While each level comes with a different layout and overall design, including different themes as you enter new areas of the map, the goals are mostly identical across each stage. When things do start to vary, they only become more tedious due to the fact that you must click twice on an item or project before ever really doing anything. The first click opens the menu for that particular item, while the second click actually sets an action into motion. This menu system is completely unnecessary, and it adds extra time to each level that you simply can’t afford to waste.
Levels are all timed, but the difficulty between each stage varies greatly. Some levels are incredibly easy to complete with the gold medal rating, while others will see you struggling to finish before the entire time limit runs out. If we could queue actions or unlock additional workers without spending so much money to hire them, this wouldn’t be a problem. As it stands though, you’re left waiting for long periods of time in some stages, before you have enough resources or available workers to do anything else.
All the while, Meridian: Age of Invention presents you with some of the most annoying music and sound effects that I’ve found in a time management game. The music is on a loop that repeats once every 10-15 seconds, while the building sound effects are on a 1-3 second loop that’s even more annoying still. I rarely find myself playing games that are completely muted, but within five minutes, I had turned all of the sound off just to keep my sanity through the rest of the experience.

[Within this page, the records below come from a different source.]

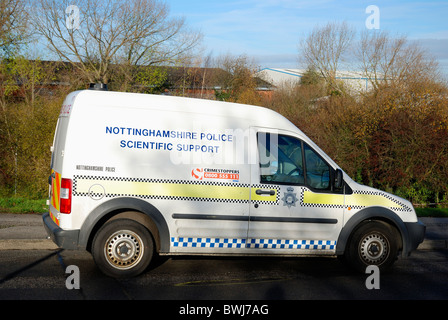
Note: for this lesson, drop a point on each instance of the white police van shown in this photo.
(136, 175)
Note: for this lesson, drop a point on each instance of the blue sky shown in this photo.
(270, 30)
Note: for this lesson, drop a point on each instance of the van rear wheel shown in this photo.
(123, 248)
(372, 243)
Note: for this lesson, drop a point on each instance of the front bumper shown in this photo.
(66, 239)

This isn’t to say that the sound effects and soundtrack are the game’s only issues, as the aforementioned lack of action queuing and overall tedium in this experience are far worse. Meridian: Age of Invention is simply a sloppy game, with very little in the way of storyline or additional redeeming qualities to save it. If you must try this game, download a free trial before spending any money, as it’s more likely to disappoint than it is to please.